Let me state flat out that I regret my decision to go to medical school. I actually love the subject matter, the work, and the people. But I hate what it has done to my family. I'm a non-trad, married with kids. Spent 4 years working full-time through undergrad, applied and got in, and am now a third year. My wife got sick of me being gone all the time and had an affair. I scarcely give my kids the time they need, and when I do I'm often so tired that I can't keep up with their energy level. And forget about me being able to provide fun things like vacations and dinners out for my wife and kids, much less hardly the things they need.
Now many will answer by saying, "This may all be true, but in another 5 or 6 years you'll be making amazing money at a stable job". This is true. And assuming I am by some miracle still married, and assuming my kids aren't in prison because their dad was never around, we should have a pretty killer lifestyle. (Let's just say I ain't going into General Surgery or Family Medicine). But so what? How does that compensate for what my family is missing out on now? What they will end up having missed out on FOR 11 OR 12 YEARS!!!!
Let me put it to you this way: Pretend there was a career out there which paid 20 million dollars a year and had 100% job security. But say it also required a full 30 years of training, 100 hours a week. 30 years of living on loans, dirt poor, and working insane numbers of hours. Would you do it? I doubt many of you would say yes. But why not? Heck, even though you wouldn't start your career until like age 60, you could work for just 5 years and make 100 million dollars and retire in insane luxury. So why wouldn't you do it? Why would I definitely not do it? BECAUSE NO MATTER HOW GREAT THE BENEFITS AT THE END MIGHT BE, THE SACRIFICE WOULD JUST NOT BE WORTH IT. Raising your kids in poverty, never seeing them, losing your marriage..... not worth it. So you could give each of your kids $20 million bucks when they were in their 40's. Still not worth it.
So apply that to medicine. Sure you'll make good bucks. Sure you'll work nice hours eventually (if you're smart about it). But at what cost? Are you OK with your kids spending 2/3 of their childhood not seeing you enough and living at poverty level? Are you OK with the real possibility that your marriage will fall apart? Believe me, my wife is the last person anyone would have expected this from. Go back and read Panda Bear MD's stuff. I always thought it sounded like as bad as the process was, his family would make it. And look what happened. No one is immune, and if you want to take the risk fine, but don't kid yourself into thinking it couldn't happen to you.

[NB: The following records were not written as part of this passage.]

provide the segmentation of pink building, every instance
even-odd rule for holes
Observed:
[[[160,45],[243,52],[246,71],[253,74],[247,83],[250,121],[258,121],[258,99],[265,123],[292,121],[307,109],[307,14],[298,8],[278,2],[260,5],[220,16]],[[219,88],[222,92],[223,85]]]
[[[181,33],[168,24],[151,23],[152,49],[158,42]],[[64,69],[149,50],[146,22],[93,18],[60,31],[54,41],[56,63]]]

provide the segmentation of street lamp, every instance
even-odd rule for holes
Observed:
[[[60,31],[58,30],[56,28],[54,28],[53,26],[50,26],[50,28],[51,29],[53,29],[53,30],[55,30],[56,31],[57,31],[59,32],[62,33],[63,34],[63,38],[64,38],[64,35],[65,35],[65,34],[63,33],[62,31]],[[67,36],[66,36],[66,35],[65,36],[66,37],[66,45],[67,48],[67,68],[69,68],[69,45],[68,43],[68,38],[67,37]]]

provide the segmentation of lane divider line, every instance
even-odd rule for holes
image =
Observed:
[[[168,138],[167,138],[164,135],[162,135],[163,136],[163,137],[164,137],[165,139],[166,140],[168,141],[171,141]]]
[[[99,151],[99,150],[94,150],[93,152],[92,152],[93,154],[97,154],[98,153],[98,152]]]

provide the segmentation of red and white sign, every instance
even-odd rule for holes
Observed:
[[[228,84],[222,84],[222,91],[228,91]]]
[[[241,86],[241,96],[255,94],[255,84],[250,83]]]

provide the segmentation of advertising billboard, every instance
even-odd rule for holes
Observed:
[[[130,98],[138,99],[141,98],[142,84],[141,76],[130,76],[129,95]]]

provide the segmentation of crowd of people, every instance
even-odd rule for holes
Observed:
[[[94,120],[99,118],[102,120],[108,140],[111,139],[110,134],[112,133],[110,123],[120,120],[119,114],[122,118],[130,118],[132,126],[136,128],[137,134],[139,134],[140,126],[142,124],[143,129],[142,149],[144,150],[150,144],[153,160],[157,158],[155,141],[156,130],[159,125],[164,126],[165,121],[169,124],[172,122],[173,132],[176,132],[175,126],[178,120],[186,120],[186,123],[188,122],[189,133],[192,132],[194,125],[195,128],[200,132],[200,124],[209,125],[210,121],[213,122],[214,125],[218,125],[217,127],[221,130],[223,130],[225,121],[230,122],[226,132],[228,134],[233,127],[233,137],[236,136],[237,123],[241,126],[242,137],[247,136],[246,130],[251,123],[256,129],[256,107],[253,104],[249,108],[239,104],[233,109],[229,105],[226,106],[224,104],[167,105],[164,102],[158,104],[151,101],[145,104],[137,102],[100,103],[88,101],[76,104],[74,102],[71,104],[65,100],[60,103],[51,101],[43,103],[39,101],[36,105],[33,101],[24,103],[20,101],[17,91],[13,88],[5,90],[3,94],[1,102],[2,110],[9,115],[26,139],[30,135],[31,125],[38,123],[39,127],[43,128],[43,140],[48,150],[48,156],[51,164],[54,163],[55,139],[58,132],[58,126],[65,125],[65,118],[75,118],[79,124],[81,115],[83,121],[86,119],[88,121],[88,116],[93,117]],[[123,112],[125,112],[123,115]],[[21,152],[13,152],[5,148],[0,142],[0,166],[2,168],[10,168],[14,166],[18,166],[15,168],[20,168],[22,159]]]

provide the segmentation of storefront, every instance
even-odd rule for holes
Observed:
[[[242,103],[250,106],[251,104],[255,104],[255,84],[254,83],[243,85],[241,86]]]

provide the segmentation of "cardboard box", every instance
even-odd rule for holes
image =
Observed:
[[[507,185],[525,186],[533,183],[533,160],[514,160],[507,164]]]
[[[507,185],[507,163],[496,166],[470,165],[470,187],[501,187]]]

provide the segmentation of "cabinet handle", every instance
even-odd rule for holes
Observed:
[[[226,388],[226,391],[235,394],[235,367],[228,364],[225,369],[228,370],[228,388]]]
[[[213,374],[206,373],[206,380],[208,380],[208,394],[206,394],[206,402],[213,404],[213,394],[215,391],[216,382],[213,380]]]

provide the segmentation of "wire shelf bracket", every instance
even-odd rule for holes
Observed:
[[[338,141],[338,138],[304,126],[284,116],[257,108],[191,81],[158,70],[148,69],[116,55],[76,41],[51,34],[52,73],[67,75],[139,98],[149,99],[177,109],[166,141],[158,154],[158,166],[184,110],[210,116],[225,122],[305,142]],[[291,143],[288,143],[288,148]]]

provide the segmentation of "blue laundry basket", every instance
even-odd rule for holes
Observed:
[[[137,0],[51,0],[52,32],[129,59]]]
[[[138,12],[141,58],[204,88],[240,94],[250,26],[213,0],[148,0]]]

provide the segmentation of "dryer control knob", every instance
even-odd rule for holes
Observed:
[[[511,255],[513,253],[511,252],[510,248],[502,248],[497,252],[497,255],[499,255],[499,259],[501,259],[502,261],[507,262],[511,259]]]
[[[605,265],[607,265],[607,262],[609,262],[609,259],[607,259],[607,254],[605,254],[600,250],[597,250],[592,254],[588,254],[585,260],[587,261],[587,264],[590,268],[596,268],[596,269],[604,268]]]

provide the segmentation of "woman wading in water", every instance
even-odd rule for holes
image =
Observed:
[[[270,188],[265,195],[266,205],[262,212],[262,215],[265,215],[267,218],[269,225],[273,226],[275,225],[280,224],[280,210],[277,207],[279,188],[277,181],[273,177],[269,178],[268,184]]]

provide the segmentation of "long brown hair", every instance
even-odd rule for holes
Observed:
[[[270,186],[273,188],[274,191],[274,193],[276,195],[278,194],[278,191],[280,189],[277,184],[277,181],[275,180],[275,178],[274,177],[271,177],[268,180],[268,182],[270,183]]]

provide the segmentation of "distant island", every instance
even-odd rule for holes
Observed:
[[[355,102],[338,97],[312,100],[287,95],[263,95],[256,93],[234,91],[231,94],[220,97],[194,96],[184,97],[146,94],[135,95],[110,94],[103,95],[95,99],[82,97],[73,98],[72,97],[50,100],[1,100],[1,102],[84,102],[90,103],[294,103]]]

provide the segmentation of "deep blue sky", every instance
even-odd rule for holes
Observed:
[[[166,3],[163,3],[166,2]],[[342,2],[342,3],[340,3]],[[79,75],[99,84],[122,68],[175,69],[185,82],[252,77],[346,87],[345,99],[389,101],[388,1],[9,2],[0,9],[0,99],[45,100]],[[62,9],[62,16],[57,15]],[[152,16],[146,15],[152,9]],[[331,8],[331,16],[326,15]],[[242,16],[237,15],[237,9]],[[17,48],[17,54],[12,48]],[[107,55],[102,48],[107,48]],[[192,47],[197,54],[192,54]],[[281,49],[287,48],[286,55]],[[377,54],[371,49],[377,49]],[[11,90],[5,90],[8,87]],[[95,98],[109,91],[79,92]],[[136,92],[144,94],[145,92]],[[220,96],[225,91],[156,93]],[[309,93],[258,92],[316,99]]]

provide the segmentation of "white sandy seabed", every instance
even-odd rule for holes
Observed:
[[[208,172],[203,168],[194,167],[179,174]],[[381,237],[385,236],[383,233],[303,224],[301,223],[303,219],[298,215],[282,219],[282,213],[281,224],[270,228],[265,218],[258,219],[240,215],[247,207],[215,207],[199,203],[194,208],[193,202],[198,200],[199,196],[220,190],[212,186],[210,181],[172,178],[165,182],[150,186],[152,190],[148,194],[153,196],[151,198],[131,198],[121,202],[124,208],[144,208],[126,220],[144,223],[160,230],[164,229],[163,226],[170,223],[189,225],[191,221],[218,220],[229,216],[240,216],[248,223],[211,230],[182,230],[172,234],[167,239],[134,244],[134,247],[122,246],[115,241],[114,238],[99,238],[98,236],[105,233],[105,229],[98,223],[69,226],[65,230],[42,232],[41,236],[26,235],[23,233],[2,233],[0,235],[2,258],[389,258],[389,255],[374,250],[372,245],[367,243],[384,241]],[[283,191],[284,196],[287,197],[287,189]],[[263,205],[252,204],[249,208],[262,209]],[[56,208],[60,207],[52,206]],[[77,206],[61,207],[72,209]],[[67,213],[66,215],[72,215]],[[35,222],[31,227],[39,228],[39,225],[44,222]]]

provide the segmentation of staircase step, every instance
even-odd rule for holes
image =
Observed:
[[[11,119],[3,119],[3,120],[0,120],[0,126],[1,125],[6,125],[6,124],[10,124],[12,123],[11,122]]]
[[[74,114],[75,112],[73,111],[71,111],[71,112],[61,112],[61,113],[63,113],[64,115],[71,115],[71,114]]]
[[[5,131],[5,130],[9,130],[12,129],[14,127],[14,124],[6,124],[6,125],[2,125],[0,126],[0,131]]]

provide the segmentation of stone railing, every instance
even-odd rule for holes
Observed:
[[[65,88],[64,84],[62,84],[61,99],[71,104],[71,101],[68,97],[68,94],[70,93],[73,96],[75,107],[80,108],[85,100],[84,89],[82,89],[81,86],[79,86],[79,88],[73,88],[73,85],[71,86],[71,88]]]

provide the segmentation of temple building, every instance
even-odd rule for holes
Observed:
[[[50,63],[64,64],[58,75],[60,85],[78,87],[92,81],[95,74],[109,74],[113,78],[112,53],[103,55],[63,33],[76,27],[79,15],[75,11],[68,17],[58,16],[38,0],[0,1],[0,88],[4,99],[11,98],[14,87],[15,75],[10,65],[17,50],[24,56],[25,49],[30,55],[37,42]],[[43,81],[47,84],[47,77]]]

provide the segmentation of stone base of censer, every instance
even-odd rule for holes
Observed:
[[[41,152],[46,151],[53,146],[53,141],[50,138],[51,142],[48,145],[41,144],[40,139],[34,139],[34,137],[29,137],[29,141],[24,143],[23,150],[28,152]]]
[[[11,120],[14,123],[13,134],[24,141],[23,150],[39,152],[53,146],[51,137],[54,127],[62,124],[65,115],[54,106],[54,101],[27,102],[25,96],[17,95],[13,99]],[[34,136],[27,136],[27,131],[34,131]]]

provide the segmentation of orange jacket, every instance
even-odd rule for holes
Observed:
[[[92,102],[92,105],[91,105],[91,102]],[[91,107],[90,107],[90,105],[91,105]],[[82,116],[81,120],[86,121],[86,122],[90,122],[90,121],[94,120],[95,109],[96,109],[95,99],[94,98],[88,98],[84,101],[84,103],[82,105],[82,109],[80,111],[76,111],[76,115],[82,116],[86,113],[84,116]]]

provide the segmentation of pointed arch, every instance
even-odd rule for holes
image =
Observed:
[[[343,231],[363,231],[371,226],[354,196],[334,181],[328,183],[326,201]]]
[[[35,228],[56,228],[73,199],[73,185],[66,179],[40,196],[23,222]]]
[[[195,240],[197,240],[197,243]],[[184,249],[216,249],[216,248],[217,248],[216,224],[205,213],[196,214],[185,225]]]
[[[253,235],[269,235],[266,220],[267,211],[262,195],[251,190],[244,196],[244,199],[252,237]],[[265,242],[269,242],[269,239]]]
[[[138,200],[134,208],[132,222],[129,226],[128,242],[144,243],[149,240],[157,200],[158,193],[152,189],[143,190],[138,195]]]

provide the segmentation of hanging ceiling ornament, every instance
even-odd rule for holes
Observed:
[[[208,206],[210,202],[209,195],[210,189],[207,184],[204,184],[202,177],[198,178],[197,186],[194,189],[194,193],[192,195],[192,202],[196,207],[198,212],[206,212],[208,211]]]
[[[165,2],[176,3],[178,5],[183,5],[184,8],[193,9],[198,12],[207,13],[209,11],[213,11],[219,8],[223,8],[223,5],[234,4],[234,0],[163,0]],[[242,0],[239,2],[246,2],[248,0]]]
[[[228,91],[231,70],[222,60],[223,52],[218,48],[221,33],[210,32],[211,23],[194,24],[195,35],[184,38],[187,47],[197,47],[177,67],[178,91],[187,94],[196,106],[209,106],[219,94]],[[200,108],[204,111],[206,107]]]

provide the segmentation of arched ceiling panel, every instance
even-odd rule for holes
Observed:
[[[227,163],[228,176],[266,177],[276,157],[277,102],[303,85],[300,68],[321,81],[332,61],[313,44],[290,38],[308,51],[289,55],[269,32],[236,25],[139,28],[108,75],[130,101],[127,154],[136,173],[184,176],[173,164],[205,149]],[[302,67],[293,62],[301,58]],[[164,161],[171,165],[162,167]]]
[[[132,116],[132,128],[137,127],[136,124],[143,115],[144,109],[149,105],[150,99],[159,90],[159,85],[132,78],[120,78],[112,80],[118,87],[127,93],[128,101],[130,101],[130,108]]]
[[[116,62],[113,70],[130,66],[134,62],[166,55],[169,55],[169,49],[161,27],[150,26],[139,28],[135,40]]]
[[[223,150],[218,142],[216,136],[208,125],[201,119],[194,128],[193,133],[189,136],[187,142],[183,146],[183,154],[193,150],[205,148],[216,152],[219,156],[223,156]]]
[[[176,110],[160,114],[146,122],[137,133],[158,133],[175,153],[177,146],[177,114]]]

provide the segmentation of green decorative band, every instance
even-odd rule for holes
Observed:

I only need to look next door to understand my mistake. My neighbor is an electrician, he'll probably never make over 50 or 60 K. But he comes home every afternoon and never works a weekend. He can frequently, so I am told, be seen in his yard playing ball with his kids. Never misses a t-ball game, never misses a birthday, never has to explain to his family why something else is, or at least seems, more important than them. He takes his family on a trip every summer. On occasion he buys nice steaks and throws them on the grill. He is saving for retirement, and paying down his mortgage. He has time to exercise and isn't killing his body. Money isn't everything. Having a "noble career" isn't everything. In the end, his kids might not live in a huge house or travel all over when they are 15. But they will have had their dad. They will have thousands of fond memories. They will have had a great childhood.
If you absolutely have to do it, do it. Don't get me wrong. Medicine is interesting. I love my patients, I love those I work with. But I love my family even more and I have failed them. Ask yourself if the sacrifice is worth it. Will you be happier making $250K in 12 years when your kids are all but grown, than you would be making $60K as a nurse or $100K as a PA but getting to be with your family? It's something to think about. I wish I had.
In the end I will finish because I'm 5-6 years away at this point, am in tons of debt, and would spend a few years training to do something else anyway. But if I had it to do over, I'd choose my family. Just something to think about. Best of luck in whatever you decide to do.